ÇOCUK BALOLARI TOPLUMU BİR ARAYA GETİRMEK İÇİNDİ
Atatürk ile ilgili unutamadığınız anılarınız var mı sorusuna ise içtenlikte şu yanıtı verdi: "Unutamadığım pek çok anı var ama sizinle özel birini paylaşmak isterim. Bir gün bu masada yemek yerken Atatürk bana, “Sen büyüyünce ne olmak istiyorsun?” diye sordu. Ardından şunu ekledi: “Daha yapılacak çok işimiz var. Bu nedenle iyi öğretmenlere ve iyi öğrencilere ihtiyacımız var.

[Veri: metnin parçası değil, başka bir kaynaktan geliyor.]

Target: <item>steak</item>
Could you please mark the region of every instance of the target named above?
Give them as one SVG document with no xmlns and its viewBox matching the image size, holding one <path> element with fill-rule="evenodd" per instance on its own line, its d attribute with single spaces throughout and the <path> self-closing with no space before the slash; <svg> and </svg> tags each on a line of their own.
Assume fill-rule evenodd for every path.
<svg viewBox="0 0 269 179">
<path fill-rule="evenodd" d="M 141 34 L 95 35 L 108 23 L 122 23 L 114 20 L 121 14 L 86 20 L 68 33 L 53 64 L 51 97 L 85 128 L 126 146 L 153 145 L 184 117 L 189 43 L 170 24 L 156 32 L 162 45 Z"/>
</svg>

Sen de o öğretmenlerden biri olacaksın.” Bu sözleri beni çok mutlu etmişti. Ardından Ülkü’ye sordu: “Peki sen ne olmak istiyorsun?” Ülkü de “Balerin olmak istiyorum,” dedi. Atatürk çok sevindi çünkü o dönemler bale Türkiye’de neredeyse hiç bilinmiyordu. Klasik müzik, çok sesli müzik halk arasında yaygın değildi. Ama Atatürk bunları biliyordu ve gençlerin de öğrenmesini, sanatla iç içe olmasını istiyordu. İşte böyle anılarla dolu çocukluğum… O çocuk baloları, toplumu bir araya getirmek içindi. Kadın, erkek, genç, yaşlı, çocuk hep birlikte kutlayalım, bir arada olalım, demokrasiyi içselleştirelim diye… Maksat bayramı kutlamaktan çok, toplumu kaynaştırmaktı" şeklinde konuştu.